2022-04-26 14:37:31 |
Enzo Candotti |
description |
Brief Description
platform-integ-apps fails to reach applied state after SX system is migrated to DX system
Severity
major
Steps to Reproduce
1)install subcloud as SX
2)Create the following file "migrate-subcloud-overrides.yaml" on centralcontroller
[sysadmin@controller-0 ~(keystone_admin)]$ cat migrate-subcloud-overrides.yaml
---
{
"ansible_ssh_pass": ******,
"external_oam_node_0_address": "2620:10A:A001:A103::218",
"external_oam_node_1_address": "2620:10A:A001:A103::42",
}
[sysadmin@controller-0 ~(keystone_admin)]$
3)Run migrate_sx_to_dx.yml on central cloud and verify that there are not errors in the output
4)When the subcloud is online, managed, and login to subcloud and verify that sx is converted to duplex
[sysadmin@controller-0 ~(keystone_admin)]$ system show
+------------------------+--------------------------------------+
| Property | Value |
+------------------------+--------------------------------------+
| contact | None |
| created_at | 2021-12-05T18:36:08.995159+00:00 |
| description | None |
| distributed_cloud_role | subcloud |
| https_enabled | True |
| latitude | None |
| location | None |
| longitude | None |
| name | dc-subcloud12 |
| region_name | subcloud12 |
| sdn_enabled | False |
| security_feature | spectre_meltdown_v1 |
| service_project_name | services |
| shared_services | [] |
| software_version | 21.12 |
| system_mode | duplex |
| system_type | All-in-one |
| timezone | UTC |
| updated_at | 2021-12-07T19:47:27.308407+00:00 |
| uuid | 0c86a371-c387-4104-9d75-e6948454ffe3 |
| vswitch_type | none |
+------------------------+--------------------------------------+
[sysadmin@controller-0 ~(keystone_admin)]$
5)But the platform-integ-apps failed to reach applied state and it stuck at 25% forever
[sysadmin@controller-0 ~(keystone_admin)]$ system application-list
+--------------------------+---------+-----------------------------------+----------------------------------------+----------+---------------------------------------+
| application | version | manifest name | manifest file | status | progress |
+--------------------------+---------+-----------------------------------+----------------------------------------+----------+---------------------------------------+
| cert-manager | 1.0-25 | cert-manager-manifest | certmanager-manifest.yaml | applied | completed |
| nginx-ingress-controller | 1.1-17 | nginx-ingress-controller-manifest | nginx_ingress_controller_manifest.yaml | applied | completed |
| oidc-auth-apps | 1.0-59 | oidc-auth-manifest | manifest.yaml | applied | completed |
| platform-integ-apps | 1.0-42 | platform-integration-manifest | manifest.yaml | applying | processing chart: stx-rbd-provisioner |
| | | | | | , overall completion: 25.0% |
| | | | | | |
| rook-ceph-apps | 1.0-13 | rook-ceph-manifest | manifest.yaml | uploaded | completed |
| vault | 1.0-22 | vault-manifest | vault_manifest.yaml | applied | completed |
+--------------------------+---------+-----------------------------------+----------------------------------------+----------+---------------------------------------+
when tried to apply again, it failed
Expected Behavior
after migration the app should be applied properly
Actual Behavior
platform-integ-apps fails to reach applied state
Reproducibility
100%
System Configuration
SX subcloud.

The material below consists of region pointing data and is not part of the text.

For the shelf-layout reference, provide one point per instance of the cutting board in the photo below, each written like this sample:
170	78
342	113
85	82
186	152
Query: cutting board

Seen on AIO-SX standalone too
Branch/Pull Time/Commit
21.12
Last Pass
21.05
Timestamp/Logs
/var/log/armada/platform-integ-apps-apply_2021-12-07-21-12-42.log
2021-12-07 21:42:51.198 178 ERROR armada.handlers.tiller [-] [chart=kube-system-rbd-provisioner]: Error while installing release stx-rbd-provisioner: grpc._channel._InactiveRpcError: <_InactiveRpcError of RPC that terminated with:
>---status = StatusCode.UNKNOWN
>---details = "release stx-rbd-provisioner failed: timed out waiting for the condition"
>---debug_error_string = "{"created":"@1638913371.198181944","description":"Error received from peer ipv4:127.0.0.1:24134","file":"src/core/lib/surface/call.cc","file_line":1067,"grpc_message":"release stx-rbd-provisioner failed: timed out waiting for the condition","grpc_status":2}"
>
2021-12-07 21:42:51.198 178 ERROR armada.handlers.tiller Traceback (most recent call last):
2021-12-07 21:42:51.198 178 ERROR armada.handlers.tiller File "/usr/local/lib/python3.6/dist-packages/armada/handlers/tiller.py", line 465, in install_release
2021-12-07 21:42:51.198 178 ERROR armada.handlers.tiller metadata=self.metadata)
2021-12-07 21:42:51.198 178 ERROR armada.handlers.tiller File "/usr/local/lib/python3.6/dist-packages/grpc/_channel.py", line 923, in __call__
2021-12-07 21:42:51.198 178 ERROR armada.handlers.tiller return _end_unary_response_blocking(state, call, False, None)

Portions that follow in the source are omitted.